This case highlights the continued need for careful drafting of entire agreement clauses. It also illustrates the care with which the court should look at the wider agreement when interpreting a particular contract term.

NFFC Group Holdings Limited (Seller) sold shares in Nottingham Forest Football Club to NF Football Investments Limited (Buyer). In due diligence the Seller was told that the liabilities of the club were approximately £6.6 million. In reality they were over £10 million.
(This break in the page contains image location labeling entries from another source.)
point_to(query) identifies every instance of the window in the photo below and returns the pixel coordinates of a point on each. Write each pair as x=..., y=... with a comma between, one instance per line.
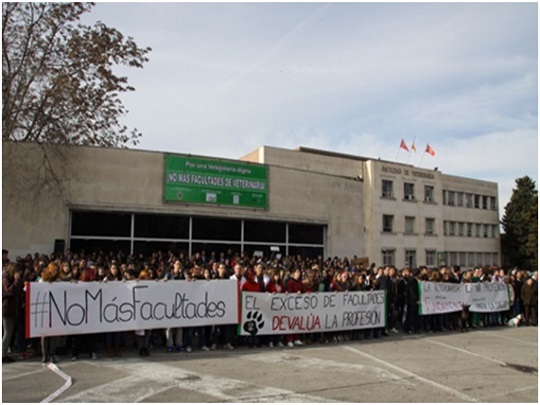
x=487, y=259
x=479, y=259
x=460, y=199
x=430, y=226
x=388, y=223
x=471, y=261
x=452, y=258
x=409, y=225
x=90, y=223
x=304, y=233
x=451, y=198
x=493, y=203
x=495, y=259
x=388, y=189
x=429, y=192
x=431, y=256
x=476, y=201
x=468, y=200
x=161, y=226
x=216, y=228
x=389, y=257
x=409, y=191
x=451, y=228
x=462, y=259
x=461, y=228
x=410, y=258
x=259, y=231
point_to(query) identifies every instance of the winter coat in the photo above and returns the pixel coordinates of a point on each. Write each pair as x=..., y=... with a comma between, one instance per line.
x=11, y=296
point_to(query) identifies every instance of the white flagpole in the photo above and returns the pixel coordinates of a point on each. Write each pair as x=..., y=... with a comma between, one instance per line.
x=410, y=150
x=424, y=154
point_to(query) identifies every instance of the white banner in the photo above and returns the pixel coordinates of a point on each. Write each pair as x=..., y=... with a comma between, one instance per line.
x=441, y=298
x=72, y=308
x=270, y=314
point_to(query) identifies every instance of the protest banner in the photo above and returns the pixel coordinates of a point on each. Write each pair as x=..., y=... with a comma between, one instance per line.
x=270, y=314
x=73, y=308
x=487, y=297
x=441, y=298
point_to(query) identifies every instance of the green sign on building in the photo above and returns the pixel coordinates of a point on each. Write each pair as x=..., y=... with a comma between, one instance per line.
x=216, y=182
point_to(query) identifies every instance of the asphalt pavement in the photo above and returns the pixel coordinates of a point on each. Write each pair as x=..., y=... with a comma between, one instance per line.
x=498, y=364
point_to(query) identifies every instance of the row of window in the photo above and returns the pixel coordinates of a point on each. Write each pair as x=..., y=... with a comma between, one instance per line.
x=450, y=198
x=469, y=229
x=147, y=233
x=410, y=225
x=451, y=228
x=469, y=200
x=432, y=258
x=408, y=191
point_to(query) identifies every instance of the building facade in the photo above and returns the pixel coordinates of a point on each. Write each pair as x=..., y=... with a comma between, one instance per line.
x=271, y=201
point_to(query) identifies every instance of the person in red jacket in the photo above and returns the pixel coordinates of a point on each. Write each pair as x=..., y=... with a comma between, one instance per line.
x=275, y=286
x=251, y=285
x=251, y=282
x=295, y=286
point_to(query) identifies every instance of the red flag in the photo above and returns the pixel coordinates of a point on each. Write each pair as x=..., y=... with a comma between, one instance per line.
x=403, y=145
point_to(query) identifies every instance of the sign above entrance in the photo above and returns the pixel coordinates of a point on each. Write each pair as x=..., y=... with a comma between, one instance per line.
x=216, y=182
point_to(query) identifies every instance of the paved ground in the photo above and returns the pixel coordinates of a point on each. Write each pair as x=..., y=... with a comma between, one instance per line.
x=488, y=365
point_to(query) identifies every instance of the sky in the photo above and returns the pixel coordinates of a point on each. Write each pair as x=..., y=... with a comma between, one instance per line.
x=226, y=78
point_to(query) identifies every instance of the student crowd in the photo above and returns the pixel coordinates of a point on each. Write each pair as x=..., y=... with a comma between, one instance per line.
x=292, y=274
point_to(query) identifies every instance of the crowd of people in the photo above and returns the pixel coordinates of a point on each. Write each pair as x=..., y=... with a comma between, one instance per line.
x=276, y=274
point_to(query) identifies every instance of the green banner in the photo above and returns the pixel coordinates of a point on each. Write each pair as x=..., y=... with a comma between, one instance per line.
x=216, y=182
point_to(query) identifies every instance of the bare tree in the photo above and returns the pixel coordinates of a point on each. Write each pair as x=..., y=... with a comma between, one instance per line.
x=58, y=84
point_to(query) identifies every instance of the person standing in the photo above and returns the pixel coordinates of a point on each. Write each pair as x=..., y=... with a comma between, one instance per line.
x=49, y=344
x=295, y=286
x=11, y=305
x=529, y=296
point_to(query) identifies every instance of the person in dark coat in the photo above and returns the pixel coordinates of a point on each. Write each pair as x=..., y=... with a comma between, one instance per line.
x=529, y=296
x=12, y=285
x=412, y=319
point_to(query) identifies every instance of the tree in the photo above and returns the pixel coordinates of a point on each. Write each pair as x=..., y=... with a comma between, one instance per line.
x=520, y=224
x=58, y=84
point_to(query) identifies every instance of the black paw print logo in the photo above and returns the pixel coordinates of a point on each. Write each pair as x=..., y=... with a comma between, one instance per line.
x=254, y=323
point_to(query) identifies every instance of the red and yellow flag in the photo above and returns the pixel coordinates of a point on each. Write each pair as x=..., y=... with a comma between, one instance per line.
x=403, y=145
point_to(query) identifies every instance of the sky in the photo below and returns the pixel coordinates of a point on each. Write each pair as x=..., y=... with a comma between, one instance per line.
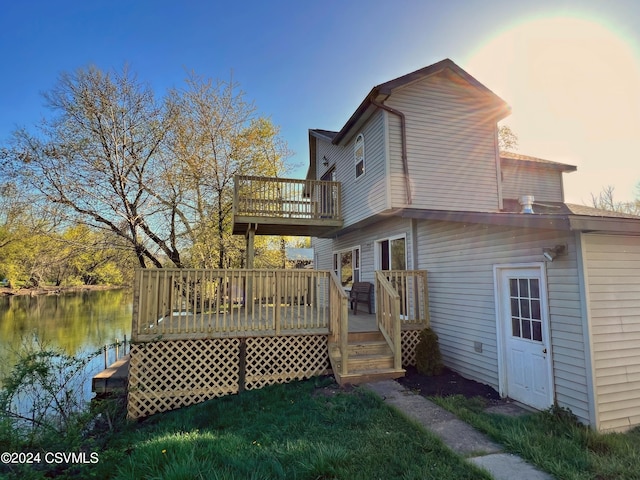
x=569, y=69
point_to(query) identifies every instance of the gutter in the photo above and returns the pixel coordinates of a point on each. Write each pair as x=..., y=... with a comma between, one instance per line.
x=403, y=135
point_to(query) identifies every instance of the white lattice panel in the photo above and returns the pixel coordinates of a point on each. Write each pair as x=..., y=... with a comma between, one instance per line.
x=282, y=359
x=171, y=374
x=410, y=339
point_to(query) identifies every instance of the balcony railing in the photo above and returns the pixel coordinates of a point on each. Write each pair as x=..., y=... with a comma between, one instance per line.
x=288, y=201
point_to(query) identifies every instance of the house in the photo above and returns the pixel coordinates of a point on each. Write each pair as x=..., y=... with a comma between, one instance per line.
x=538, y=298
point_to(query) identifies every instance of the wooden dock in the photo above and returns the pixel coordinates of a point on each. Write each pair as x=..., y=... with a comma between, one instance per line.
x=113, y=379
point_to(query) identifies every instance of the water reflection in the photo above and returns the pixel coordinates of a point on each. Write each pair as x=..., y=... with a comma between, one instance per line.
x=77, y=323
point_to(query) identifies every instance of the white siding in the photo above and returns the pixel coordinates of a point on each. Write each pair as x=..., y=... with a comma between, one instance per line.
x=460, y=260
x=365, y=238
x=613, y=283
x=450, y=147
x=543, y=183
x=367, y=195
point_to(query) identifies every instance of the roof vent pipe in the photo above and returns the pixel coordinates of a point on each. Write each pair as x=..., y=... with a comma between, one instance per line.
x=527, y=203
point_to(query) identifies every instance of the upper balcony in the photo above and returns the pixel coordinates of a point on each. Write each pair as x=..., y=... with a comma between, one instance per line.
x=280, y=206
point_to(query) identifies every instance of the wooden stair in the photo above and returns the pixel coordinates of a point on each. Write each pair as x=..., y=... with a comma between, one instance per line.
x=370, y=359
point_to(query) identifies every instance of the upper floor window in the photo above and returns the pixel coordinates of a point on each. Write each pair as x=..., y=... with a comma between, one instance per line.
x=358, y=153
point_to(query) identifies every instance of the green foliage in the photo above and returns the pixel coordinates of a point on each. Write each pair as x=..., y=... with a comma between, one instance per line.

The Buyer claimed for negligent misrepresentation with the Seller arguing that the contract's entire agreement clause prevented this claim. The entirety of the clause is set out below:

'This agreement (together with the documents referred to in it) constitutes the entire agreement between the parties and supersedes and extinguishes all previous discussions, correspondence, negotiations, drafts, agreements, promises, assurances, warranties, representations and understandings between them, whether written or oral, relating to its subject matter.'

The clause did not include the additional provisions that commonly follow such an 'entire agreement' statement. Notably, the statement that the Buyer had not relied on anything else was not included. The no reliance wording is conventionally included as part of entire agreement clauses in order to satisfy the requirement that the exclusion be "clearly stated" (see the Court of Appeal's 2011 AXA Sun Life decision).

In June the Seller was successful in obtaining summary judgment to strike out the Buyer’s claim. It was found that the parties had intended to exclude misrepresentation claims. In particular, the Master gave great weight to the fact that within the SPA the Seller indemnified the Buyer for any business liabilities in excess of the due diligence figure showing, he said, that the parties had considered and set up a contractual procedure for exactly the scenario in question.

However in November the High Court overruled the Master's decision and allowed an appeal. It did not agree with the Master's reasoning that a contractual mechanism to allow a remedy carries with it the implication that other remedies (in this case, misrepresentation) are excluded.